Wednesday, April 2, 2008

Deja Vu

So what apparently is par for the course for me had happened again. Things were going great with BB. Though he had me wondering for a while because he didn't kiss me the first four times we hung out, but we would flirt a lot online and talk a lot so it didn't add up. Then finally he came over to watch a movie and pulled me close and wrapped his arms around me and then was just like "movie's over" and proceeded to curl up in my bed instead of leave like he did previous times. And after talking for a while he finally kised me and that was it. We both couldn't stop. I didn't want to fall to fast, but I was happy and he made me smile.
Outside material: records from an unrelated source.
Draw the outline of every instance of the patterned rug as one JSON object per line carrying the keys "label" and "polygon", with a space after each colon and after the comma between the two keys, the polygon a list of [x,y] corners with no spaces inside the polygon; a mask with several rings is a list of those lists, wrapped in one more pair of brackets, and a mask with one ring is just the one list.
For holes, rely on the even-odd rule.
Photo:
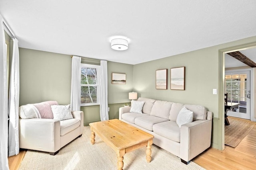
{"label": "patterned rug", "polygon": [[[82,136],[61,149],[55,156],[28,150],[19,170],[116,170],[115,152],[96,135],[95,144],[90,143],[90,127],[84,127]],[[126,154],[124,170],[204,170],[191,161],[186,165],[180,159],[155,145],[151,148],[152,159],[147,163],[145,148]]]}
{"label": "patterned rug", "polygon": [[236,147],[256,125],[256,123],[228,116],[230,125],[225,125],[225,145]]}

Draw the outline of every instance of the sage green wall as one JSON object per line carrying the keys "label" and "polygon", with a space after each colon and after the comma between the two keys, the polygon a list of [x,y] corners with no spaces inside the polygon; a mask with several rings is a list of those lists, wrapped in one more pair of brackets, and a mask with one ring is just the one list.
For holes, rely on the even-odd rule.
{"label": "sage green wall", "polygon": [[[253,42],[256,37],[169,57],[134,66],[134,92],[138,97],[151,98],[186,104],[204,106],[213,113],[212,146],[221,148],[220,123],[218,117],[219,96],[212,94],[212,89],[218,89],[220,82],[219,50]],[[175,48],[175,47],[170,48]],[[170,90],[170,68],[186,67],[185,90]],[[156,70],[168,69],[168,90],[157,90]]]}
{"label": "sage green wall", "polygon": [[20,105],[56,100],[70,104],[70,55],[20,48]]}
{"label": "sage green wall", "polygon": [[[19,48],[20,106],[47,100],[60,104],[70,104],[72,59],[69,55]],[[83,63],[95,64],[93,60]],[[108,62],[108,103],[110,119],[118,118],[119,108],[130,102],[128,93],[132,91],[133,65]],[[126,75],[126,84],[112,84],[112,72]],[[82,107],[84,124],[99,121],[99,106]]]}

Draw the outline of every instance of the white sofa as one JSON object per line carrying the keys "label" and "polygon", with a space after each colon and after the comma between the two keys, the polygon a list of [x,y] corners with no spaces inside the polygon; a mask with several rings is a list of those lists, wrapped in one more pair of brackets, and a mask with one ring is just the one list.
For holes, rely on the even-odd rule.
{"label": "white sofa", "polygon": [[[84,130],[83,112],[71,111],[70,109],[69,113],[71,111],[72,116],[70,117],[70,114],[69,119],[62,120],[56,117],[53,119],[50,117],[53,114],[50,113],[51,107],[53,104],[58,104],[52,102],[20,107],[20,148],[49,152],[54,155],[61,148],[82,136]],[[42,113],[41,115],[40,111]],[[45,118],[47,116],[50,117]]]}
{"label": "white sofa", "polygon": [[[119,119],[153,135],[154,145],[182,162],[187,164],[210,147],[212,113],[204,107],[142,98],[138,101],[145,102],[142,113],[130,112],[131,107],[120,107]],[[193,111],[193,121],[180,127],[176,121],[184,107]]]}

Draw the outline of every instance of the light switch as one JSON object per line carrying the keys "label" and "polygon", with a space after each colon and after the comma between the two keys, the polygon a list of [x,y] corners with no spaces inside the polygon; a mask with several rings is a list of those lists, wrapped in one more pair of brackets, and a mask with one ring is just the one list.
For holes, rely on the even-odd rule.
{"label": "light switch", "polygon": [[212,94],[217,94],[217,89],[216,88],[214,88],[212,89]]}

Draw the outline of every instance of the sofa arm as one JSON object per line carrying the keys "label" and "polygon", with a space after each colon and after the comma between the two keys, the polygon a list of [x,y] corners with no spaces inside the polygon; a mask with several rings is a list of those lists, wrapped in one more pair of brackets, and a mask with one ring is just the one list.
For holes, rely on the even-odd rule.
{"label": "sofa arm", "polygon": [[130,112],[130,109],[131,106],[123,107],[122,107],[119,108],[119,120],[122,119],[122,114]]}
{"label": "sofa arm", "polygon": [[60,149],[60,121],[20,119],[20,148],[50,152]]}
{"label": "sofa arm", "polygon": [[82,135],[84,131],[84,112],[82,111],[72,111],[71,113],[73,115],[73,117],[80,120],[80,135]]}
{"label": "sofa arm", "polygon": [[180,127],[180,157],[188,162],[211,145],[212,120],[197,120]]}

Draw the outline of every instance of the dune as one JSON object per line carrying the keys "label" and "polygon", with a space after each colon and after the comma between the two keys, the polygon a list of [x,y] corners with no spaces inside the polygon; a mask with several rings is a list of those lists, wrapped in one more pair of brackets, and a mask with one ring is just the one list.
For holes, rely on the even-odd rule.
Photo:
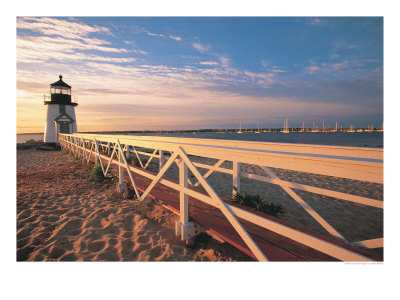
{"label": "dune", "polygon": [[193,247],[174,234],[178,216],[123,200],[85,179],[64,152],[17,153],[17,261],[251,261],[203,234]]}

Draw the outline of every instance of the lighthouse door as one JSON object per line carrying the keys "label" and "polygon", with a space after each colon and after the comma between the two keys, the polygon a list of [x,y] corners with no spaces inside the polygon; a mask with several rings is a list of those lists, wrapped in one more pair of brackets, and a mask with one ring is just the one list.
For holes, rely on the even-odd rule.
{"label": "lighthouse door", "polygon": [[68,123],[60,123],[60,133],[70,133]]}

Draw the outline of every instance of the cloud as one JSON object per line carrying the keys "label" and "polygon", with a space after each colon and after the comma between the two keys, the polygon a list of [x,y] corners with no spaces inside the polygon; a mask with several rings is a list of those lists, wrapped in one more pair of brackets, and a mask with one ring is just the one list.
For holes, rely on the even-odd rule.
{"label": "cloud", "polygon": [[217,61],[202,61],[199,62],[200,65],[204,65],[204,66],[218,66],[219,62]]}
{"label": "cloud", "polygon": [[205,53],[211,50],[211,46],[210,45],[204,45],[204,44],[200,44],[200,43],[193,43],[192,44],[193,48],[196,49],[197,51],[201,52],[201,53]]}
{"label": "cloud", "polygon": [[139,27],[139,26],[133,26],[132,27],[132,31],[134,33],[144,32],[146,35],[151,36],[151,37],[161,37],[161,38],[165,38],[165,39],[168,38],[168,39],[171,39],[171,40],[174,40],[174,41],[178,41],[178,42],[182,41],[182,38],[180,36],[173,35],[173,34],[165,35],[165,34],[162,34],[162,33],[154,33],[154,32],[151,32],[151,31],[147,30],[146,28]]}
{"label": "cloud", "polygon": [[168,36],[170,39],[173,39],[175,41],[182,41],[182,38],[180,36],[175,36],[175,35],[169,35]]}
{"label": "cloud", "polygon": [[[347,73],[360,73],[366,72],[369,64],[377,63],[378,60],[375,59],[364,59],[364,60],[343,60],[341,62],[321,62],[317,63],[315,61],[310,61],[311,66],[305,67],[307,74],[314,73],[337,73],[337,72],[347,72]],[[364,69],[363,69],[364,68]]]}
{"label": "cloud", "polygon": [[45,35],[70,39],[81,39],[82,37],[95,32],[111,34],[110,30],[106,27],[89,26],[72,19],[65,20],[47,17],[19,17],[17,18],[17,29],[29,29]]}

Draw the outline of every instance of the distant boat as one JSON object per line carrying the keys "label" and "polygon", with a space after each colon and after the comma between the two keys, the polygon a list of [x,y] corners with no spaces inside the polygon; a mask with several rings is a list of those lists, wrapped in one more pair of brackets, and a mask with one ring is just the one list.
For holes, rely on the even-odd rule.
{"label": "distant boat", "polygon": [[350,124],[350,128],[347,130],[347,132],[356,132],[353,124]]}
{"label": "distant boat", "polygon": [[311,132],[319,132],[318,126],[317,124],[315,124],[315,122],[313,122],[313,129],[311,130]]}
{"label": "distant boat", "polygon": [[243,133],[243,131],[242,131],[242,121],[240,121],[239,131],[237,133]]}
{"label": "distant boat", "polygon": [[283,121],[283,129],[281,130],[282,133],[289,133],[289,124],[286,117],[286,122]]}
{"label": "distant boat", "polygon": [[364,130],[365,132],[373,132],[374,131],[374,124],[368,125],[368,129]]}
{"label": "distant boat", "polygon": [[258,125],[258,122],[257,122],[257,131],[255,131],[254,133],[261,133],[261,131],[260,131],[260,125]]}
{"label": "distant boat", "polygon": [[301,125],[301,130],[300,130],[300,132],[304,132],[304,121],[303,121],[303,123],[302,123],[302,125]]}

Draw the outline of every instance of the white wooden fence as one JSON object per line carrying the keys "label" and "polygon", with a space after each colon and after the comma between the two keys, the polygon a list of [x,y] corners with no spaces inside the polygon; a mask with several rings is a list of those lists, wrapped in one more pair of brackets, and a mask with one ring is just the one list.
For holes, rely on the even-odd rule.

Then he invited me over to his place the next night. He was supposed to come to mine, but his roommate had blocked him in so I drove over. And it was so cute. We made out, he always had his arms around me, and it was starting to feel right. He was always away online for the next few days, so I just figured he was busy. Then I sent him a really cute message after a show I went to asking for a massage since he always liked giving me one, and strangely didn't hear back.

I log on to Facebook [God do I freaking hate these online communities most of the time] and it says he's in a relationship! And considering I hadn't talked to him in like five days, I'm pretty sure it wasn't me. So today, I call him and left him a voicemail asking what was up - in more words then that. He called back almost immediately and fessed up to being a dick and that he should have told me. He said something about it happening the day after I spent the night (not sure if it was the day of the morning I left or the next day) and then backtracked to say he didn't get in a relationship that day. So that basically means that he met her and in less than a week she was his girlfriend, but after dating me for a few weeks I was easily tossed aside.

Of course BB goes on about how he wants to be friends, and that he understands if I don't want to be because he was a dick. I can't really hate him, I just hate the fucking situation!! I was starting to really like him, and I thought he was different and it turned out not to be!

That, and if he did just meet her I REALLY hope it becomes one of those burn-quick relationships. I don't hate him but I SO don't want it to last. Hey - I'm improving, it's not like I want his heart to break over it all. I'd just like it to be short, and then maybe be able to... well I should just stop talking about this shit.